Unsupervised domain adaptation under hidden confounding
Carlos García Meixide, David Ríos Insua
TL;DR
This work tackles prediction under distribution shift with hidden confounding across multiple data sources by introducing Generative Invariance (GI), a framework that jointly exploits invariance for identifiability and a target-domain generative model to replicate the test environment. GI yields estimators (β̂, K̂) with closed-form expressions and strong theoretical properties, including concentration and asymptotic normality, enabling optimal predictions without worst-case perturbation assumptions. The authors derive identifiability results for both univariate and multivariate feature settings, provide empirical GI via plug-in estimators, and demonstrate superior predictive performance and distributional alignment through extensive simulations and a cardiovascular medicine dataset (SPRINT).

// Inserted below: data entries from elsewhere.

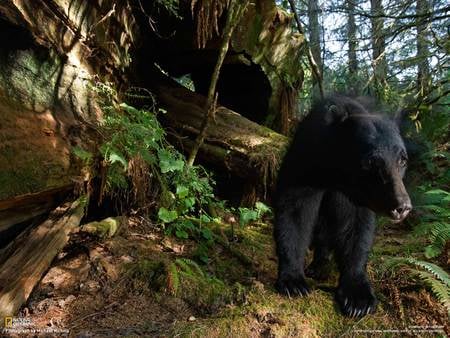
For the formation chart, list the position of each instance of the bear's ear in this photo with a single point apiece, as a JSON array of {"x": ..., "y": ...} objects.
[{"x": 336, "y": 113}]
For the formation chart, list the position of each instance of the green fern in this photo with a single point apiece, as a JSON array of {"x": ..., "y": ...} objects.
[{"x": 432, "y": 275}]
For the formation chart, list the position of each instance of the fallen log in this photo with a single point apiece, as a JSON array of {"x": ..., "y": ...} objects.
[
  {"x": 26, "y": 265},
  {"x": 25, "y": 207},
  {"x": 244, "y": 148}
]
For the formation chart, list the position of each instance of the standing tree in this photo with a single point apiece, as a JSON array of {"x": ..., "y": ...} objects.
[
  {"x": 422, "y": 26},
  {"x": 314, "y": 37},
  {"x": 378, "y": 47},
  {"x": 352, "y": 42}
]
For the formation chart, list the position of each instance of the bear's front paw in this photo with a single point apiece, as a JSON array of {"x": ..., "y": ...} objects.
[
  {"x": 317, "y": 271},
  {"x": 292, "y": 286},
  {"x": 356, "y": 299}
]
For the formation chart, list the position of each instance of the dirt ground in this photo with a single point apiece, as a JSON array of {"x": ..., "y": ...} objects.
[{"x": 141, "y": 283}]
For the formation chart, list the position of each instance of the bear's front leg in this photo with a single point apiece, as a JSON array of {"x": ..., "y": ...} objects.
[
  {"x": 354, "y": 294},
  {"x": 296, "y": 214}
]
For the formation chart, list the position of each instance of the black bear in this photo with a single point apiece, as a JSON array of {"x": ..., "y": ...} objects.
[{"x": 344, "y": 164}]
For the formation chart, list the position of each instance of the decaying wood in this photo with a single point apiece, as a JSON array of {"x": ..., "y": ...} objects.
[
  {"x": 25, "y": 207},
  {"x": 25, "y": 267},
  {"x": 235, "y": 12},
  {"x": 246, "y": 149}
]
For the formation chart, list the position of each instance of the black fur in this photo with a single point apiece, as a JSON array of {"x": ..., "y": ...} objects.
[{"x": 343, "y": 165}]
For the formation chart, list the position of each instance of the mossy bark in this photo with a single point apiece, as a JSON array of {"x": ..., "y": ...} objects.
[{"x": 51, "y": 50}]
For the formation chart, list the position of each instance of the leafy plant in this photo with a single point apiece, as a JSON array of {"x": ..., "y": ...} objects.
[
  {"x": 247, "y": 215},
  {"x": 131, "y": 133}
]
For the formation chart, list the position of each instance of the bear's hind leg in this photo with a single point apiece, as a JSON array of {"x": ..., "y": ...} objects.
[
  {"x": 320, "y": 267},
  {"x": 296, "y": 215}
]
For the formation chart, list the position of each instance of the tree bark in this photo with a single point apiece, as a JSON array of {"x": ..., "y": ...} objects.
[
  {"x": 352, "y": 42},
  {"x": 314, "y": 39},
  {"x": 25, "y": 267},
  {"x": 246, "y": 149},
  {"x": 423, "y": 68},
  {"x": 378, "y": 47}
]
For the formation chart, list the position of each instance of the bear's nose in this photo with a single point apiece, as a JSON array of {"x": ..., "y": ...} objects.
[{"x": 401, "y": 211}]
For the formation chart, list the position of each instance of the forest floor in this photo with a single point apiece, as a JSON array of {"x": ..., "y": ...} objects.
[{"x": 142, "y": 283}]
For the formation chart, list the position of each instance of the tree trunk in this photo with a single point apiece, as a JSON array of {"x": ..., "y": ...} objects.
[
  {"x": 246, "y": 149},
  {"x": 423, "y": 68},
  {"x": 352, "y": 44},
  {"x": 378, "y": 47},
  {"x": 32, "y": 257},
  {"x": 314, "y": 39}
]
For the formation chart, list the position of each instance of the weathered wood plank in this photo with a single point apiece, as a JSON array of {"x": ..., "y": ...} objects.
[{"x": 25, "y": 267}]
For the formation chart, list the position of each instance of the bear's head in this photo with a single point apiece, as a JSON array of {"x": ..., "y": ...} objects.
[{"x": 374, "y": 160}]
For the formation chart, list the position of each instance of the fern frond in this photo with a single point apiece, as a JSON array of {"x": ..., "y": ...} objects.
[
  {"x": 173, "y": 279},
  {"x": 435, "y": 270},
  {"x": 440, "y": 290}
]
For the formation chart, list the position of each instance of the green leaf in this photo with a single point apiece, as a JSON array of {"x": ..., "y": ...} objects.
[
  {"x": 207, "y": 234},
  {"x": 117, "y": 157},
  {"x": 129, "y": 109},
  {"x": 189, "y": 202},
  {"x": 182, "y": 234},
  {"x": 82, "y": 154},
  {"x": 205, "y": 218},
  {"x": 168, "y": 162},
  {"x": 167, "y": 216},
  {"x": 432, "y": 251},
  {"x": 246, "y": 215},
  {"x": 262, "y": 209}
]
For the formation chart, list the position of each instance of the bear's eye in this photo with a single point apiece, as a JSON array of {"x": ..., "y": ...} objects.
[{"x": 403, "y": 161}]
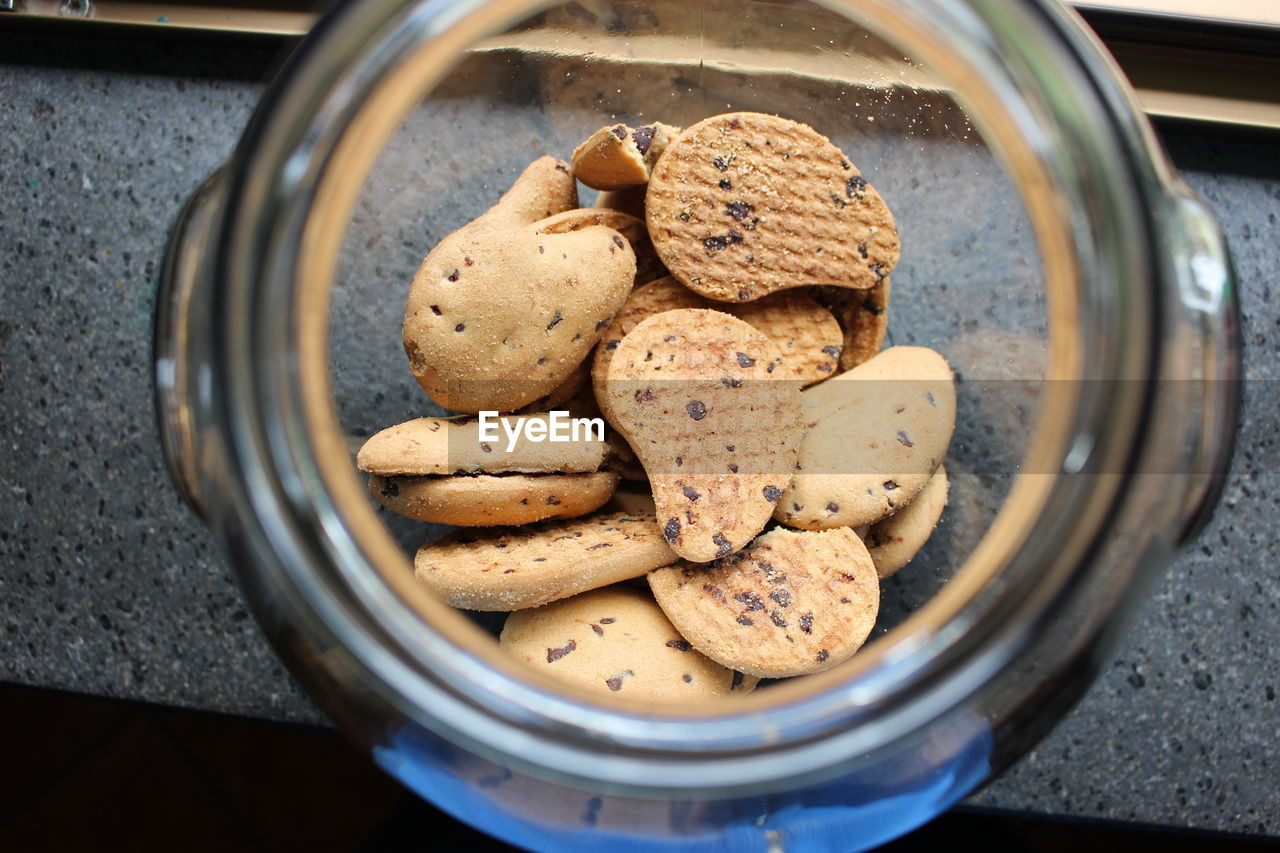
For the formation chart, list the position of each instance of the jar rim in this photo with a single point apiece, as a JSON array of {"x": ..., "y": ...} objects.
[{"x": 304, "y": 496}]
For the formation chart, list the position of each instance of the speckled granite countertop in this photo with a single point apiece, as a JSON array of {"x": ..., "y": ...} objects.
[{"x": 109, "y": 585}]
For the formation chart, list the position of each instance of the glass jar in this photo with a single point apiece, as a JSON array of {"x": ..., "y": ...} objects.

The approach offers practical benefits for unsupervised domain adaptation under hidden confounding, with implications for robust predictive modeling in healthcare and beyond, and suggests avenues for high-dimensional and nonlinear extensions as well as Bayesian interpretations.
Abstract
We introduce a new predictive mechanism that operates in the presence of hidden confounding across distributionally diverse data sources while ensuring consistent estimation of causal parameters-despite their recognized suboptimality for prediction in the literature. Our method is based on a novel estimand that captures the dependence structure between response noise and covariates, incorporating causal parameters into a generative model that adaptively replicates the conditional distribution of the test environment. Identifiability is achieved under a straightforward, empirically verifiable assumption. Our approach ensures probabilistic alignment with test distributions uniformly across arbitrary interventions, enabling valid predictions without requiring worst-case optimization or assumptions about the strength of perturbations at test time. Through extensive simulations, we demonstrate that our method outperforms state-of-the-art invariance-based and domain adaptation approaches. Additionally, we validate its practical applicability and superior target risk performance on a cardiovascular disease dataset.